Friday, July 22, 2011

ge


geGeneral Electric Co. posted second- quarter earnings that beat analysts’ estimates, buoyed by its finance unit, as the industrial order backlog rose to a record. Profit from continuing operations climbed 18 percent to $3.73 billion, or 34 cents a share, from $3.15 billion or 29 cents, excluding pension costs, Fairfield, Connecticut-based GE said today in a statement. That exceeded the 33-cent average of 13 analysts’ estimates compiled by Bloomberg. Chief Executive Officer Jeffrey Immelt has said losses have peaked at GE Capital, and the unit is writing more profitable loans. The gains helped offset narrower profit margins at GE Energy.

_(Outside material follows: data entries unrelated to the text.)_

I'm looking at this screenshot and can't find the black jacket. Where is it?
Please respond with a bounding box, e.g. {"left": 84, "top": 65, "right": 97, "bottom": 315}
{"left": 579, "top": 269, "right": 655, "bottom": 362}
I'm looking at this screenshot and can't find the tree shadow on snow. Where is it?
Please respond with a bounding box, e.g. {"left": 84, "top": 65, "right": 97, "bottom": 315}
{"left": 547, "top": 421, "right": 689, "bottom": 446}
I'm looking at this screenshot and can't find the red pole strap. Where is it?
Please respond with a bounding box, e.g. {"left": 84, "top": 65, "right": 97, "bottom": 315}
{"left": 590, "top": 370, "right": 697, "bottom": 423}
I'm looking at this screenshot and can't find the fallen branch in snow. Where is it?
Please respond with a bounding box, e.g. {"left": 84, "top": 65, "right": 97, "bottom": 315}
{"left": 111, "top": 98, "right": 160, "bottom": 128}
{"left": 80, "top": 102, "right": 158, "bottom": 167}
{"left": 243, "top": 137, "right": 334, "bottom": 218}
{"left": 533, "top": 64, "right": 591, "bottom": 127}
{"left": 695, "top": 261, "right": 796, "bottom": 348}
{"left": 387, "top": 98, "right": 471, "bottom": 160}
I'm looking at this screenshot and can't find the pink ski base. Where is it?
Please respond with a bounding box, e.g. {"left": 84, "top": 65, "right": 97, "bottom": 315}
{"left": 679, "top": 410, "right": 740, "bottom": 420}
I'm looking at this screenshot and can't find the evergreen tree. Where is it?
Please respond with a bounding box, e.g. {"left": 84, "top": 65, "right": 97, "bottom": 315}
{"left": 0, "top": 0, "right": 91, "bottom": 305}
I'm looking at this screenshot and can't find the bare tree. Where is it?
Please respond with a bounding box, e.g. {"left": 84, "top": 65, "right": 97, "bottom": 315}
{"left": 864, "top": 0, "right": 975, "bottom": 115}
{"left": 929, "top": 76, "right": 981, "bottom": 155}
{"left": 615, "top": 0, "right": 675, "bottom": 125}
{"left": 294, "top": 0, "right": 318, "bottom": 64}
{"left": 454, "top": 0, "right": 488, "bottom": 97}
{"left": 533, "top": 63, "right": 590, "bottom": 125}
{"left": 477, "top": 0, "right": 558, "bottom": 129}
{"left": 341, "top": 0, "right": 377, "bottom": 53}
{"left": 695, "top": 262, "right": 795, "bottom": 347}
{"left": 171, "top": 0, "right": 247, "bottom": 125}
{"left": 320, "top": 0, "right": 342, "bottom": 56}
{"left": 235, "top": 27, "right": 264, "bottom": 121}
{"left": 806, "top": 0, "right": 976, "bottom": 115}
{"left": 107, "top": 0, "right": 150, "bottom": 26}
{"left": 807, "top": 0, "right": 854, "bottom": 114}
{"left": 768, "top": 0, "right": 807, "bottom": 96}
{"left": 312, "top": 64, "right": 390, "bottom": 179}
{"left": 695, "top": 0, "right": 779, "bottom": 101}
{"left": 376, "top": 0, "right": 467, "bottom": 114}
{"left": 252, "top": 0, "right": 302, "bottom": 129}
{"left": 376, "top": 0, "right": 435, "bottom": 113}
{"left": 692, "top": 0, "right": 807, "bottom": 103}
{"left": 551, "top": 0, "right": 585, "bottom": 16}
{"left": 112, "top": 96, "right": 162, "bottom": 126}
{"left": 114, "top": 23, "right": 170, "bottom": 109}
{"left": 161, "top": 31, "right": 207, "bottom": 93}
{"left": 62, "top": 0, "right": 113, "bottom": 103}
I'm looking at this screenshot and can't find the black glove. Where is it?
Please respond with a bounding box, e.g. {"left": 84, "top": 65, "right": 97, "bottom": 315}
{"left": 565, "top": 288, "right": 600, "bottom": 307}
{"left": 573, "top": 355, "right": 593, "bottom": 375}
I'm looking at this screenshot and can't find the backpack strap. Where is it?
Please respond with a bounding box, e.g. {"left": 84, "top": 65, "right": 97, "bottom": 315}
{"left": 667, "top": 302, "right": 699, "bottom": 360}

The company’s total backlog, a measure of future industrial growth, rose 6.8 percent to a record $189 billion. “Investors want to see the industrial side, the higher multiple side of GE’s business, come back and on a sustainable basis returned to the dominant portion of the company,” Nicholas Heymann, a New York-based analyst with William Blair & Co., said in a Bloomberg Television interview. “The fact that orders were up gives people encouragement.” Equipment orders gained 33 percent as GE introduces more efficient wind and gas turbines, and service orders climbed 16 percent. Infrastructure orders increased 24 percent. The shares rose 33 cents, or 1.7 percent, to $19.49 at 9:31 a.m. in New York Stock Exchange composite trading. They gained 4.8 percent this year through yesterday, trailing a 6.9 percent advance in the Standard & Poor’s 500 Index. ‘Growth Prospects’ Revenue of $35.6 billion topped analysts’ estimates of $34.7 billion after a majority of the NBC Universal media division was sold in January. Including a pension cost of $181 million, profit attributable to the company was $3.76 billion, or 33 cents a share. This was the second quarter in which GE broke out per- share pension costs or benefits. “We’re going to see solid double-digit operating earnings growth for the year, and we’re confident in our total-year framework for both earnings” and cash flow from operations, Immelt said on an earnings conference call. “We see momentum building for 2012.”